A £500,000 project to wipe out the rats and protect the seabirds would have destroyed the mouse population, but conservationists have mounted a rescue mission to ensure the rare creatures will not end up as innocent victims of Canna's rodent wars.

Hundreds of the genetically unique mice were rounded up and taken to the mainland before experts begin to lay more than 23 tons of poison to kill the rats.

Now, enough of the wood mice have been removed from Canna to be split into two breeding populations, one at Edinburgh Zoo and the other at Highland Wildlife Park in Kingussie, near Inverness.

A breeding programme will be carried out and the mice returned once every rat has been eradicated from Canna.

"Leaving the mice would have been a serious risk in terms of biodiversity," said Jeremy Usher-Smith, manager at the wildlife park.

"They are extremely rare and valuable and once the last one of the species is lost then this strain of mouse would be extinct.
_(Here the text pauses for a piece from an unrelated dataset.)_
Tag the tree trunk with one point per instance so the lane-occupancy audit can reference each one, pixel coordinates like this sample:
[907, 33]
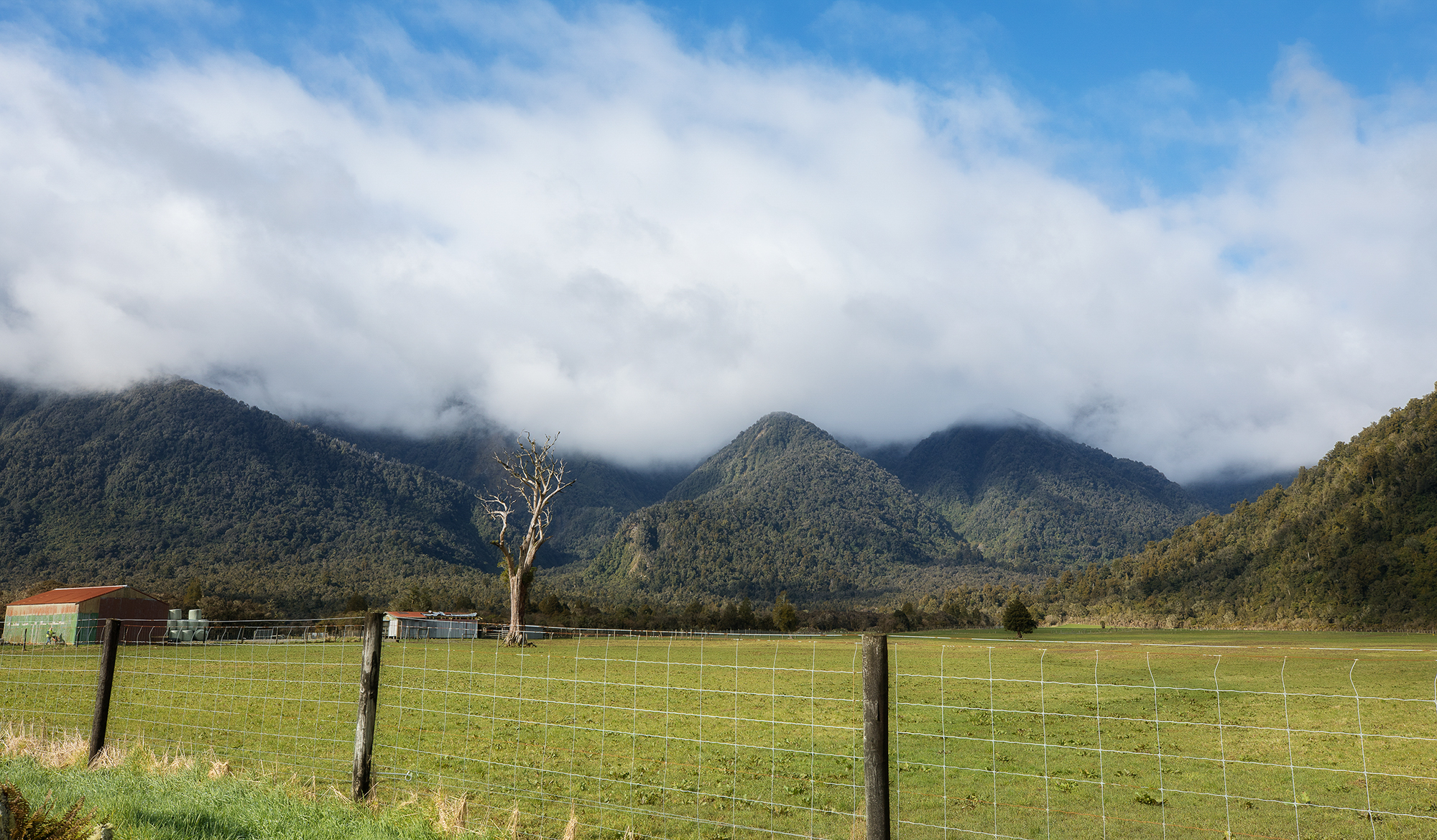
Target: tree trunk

They are unique to the island.

"By doing this we are making sure the population now has the chance to become established once the rats have gone."

The rats first arrived on Canna on ships and fed on seabirds' eggs. The island's spectacular 600ft-high basalt cliffs were once a sanctuary for various species of seabirds, but in the past 10 years a combination of climate change and an explosion in the rat population has devastated the colonies of shags, fulmar, kittiwakes, razorbills, puffins and guillemots. The Manx shearwater is now extinct as a breeding bird on the island.
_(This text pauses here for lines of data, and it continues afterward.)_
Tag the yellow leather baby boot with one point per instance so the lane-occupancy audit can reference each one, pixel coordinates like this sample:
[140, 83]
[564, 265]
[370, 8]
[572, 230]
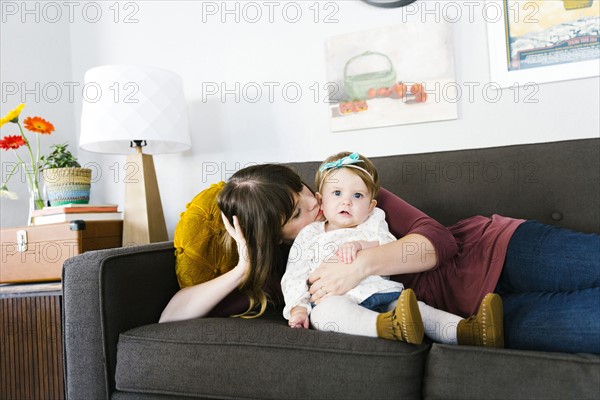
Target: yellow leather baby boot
[404, 323]
[487, 327]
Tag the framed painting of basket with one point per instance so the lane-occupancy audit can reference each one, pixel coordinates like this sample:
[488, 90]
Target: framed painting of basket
[394, 75]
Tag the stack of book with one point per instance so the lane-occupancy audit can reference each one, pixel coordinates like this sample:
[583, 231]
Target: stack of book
[72, 212]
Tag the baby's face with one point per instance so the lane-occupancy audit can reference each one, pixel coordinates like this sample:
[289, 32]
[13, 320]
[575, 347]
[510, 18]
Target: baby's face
[346, 200]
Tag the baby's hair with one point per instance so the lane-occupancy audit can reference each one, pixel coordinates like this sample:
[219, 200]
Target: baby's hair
[366, 170]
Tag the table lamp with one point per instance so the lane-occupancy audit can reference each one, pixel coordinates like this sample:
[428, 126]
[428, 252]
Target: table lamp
[137, 111]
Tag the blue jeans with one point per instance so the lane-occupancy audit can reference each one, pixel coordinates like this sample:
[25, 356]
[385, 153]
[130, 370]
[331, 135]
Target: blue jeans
[550, 288]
The cull is being carried out by New Zealand specialists, Wildlife International, as part of Operation Canna Recovery, a continuing project launched by the island's owner, the National Trust for Scotland.

Starting next January, more than 4,000 bait traps are to be laid across Canna, which is just four-and-a-half miles long by a mile wide, with members of the specialist team abseiling down cliffs and climbing rock faces to reach the rat nests.
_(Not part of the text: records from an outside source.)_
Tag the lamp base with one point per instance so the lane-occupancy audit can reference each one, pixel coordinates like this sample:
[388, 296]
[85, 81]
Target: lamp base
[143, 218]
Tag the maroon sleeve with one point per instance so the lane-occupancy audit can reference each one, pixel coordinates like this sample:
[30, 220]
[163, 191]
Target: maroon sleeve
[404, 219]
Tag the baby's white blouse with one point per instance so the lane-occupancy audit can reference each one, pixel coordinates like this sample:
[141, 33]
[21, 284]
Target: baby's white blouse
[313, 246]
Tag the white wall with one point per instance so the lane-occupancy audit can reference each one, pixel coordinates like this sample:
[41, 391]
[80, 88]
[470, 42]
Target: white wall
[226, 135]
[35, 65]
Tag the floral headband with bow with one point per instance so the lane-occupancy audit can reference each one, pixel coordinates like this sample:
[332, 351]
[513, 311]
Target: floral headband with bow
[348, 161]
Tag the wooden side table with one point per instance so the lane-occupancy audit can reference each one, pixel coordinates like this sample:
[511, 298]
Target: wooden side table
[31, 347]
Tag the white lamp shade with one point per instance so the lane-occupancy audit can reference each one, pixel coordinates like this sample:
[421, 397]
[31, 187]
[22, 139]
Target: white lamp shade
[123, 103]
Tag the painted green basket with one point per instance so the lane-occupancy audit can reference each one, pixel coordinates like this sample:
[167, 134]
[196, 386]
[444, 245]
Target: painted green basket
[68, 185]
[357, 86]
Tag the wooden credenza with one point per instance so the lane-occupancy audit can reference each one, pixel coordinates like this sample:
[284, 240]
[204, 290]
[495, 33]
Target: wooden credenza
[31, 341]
"The rats have to be poisoned as seabirds are in serious decline and the primary cause of this is rats on the island," said Richard Luxmoore, head of nature conservation at the National Trust for Scotland.

The 12-strong team of specialist exterminators, who outnumber the resident crofting population of Canna, will leave the 2ft-long white plastic tube traps, some of them smeared with peanut butter to tempt their prey, on the island over the winter months.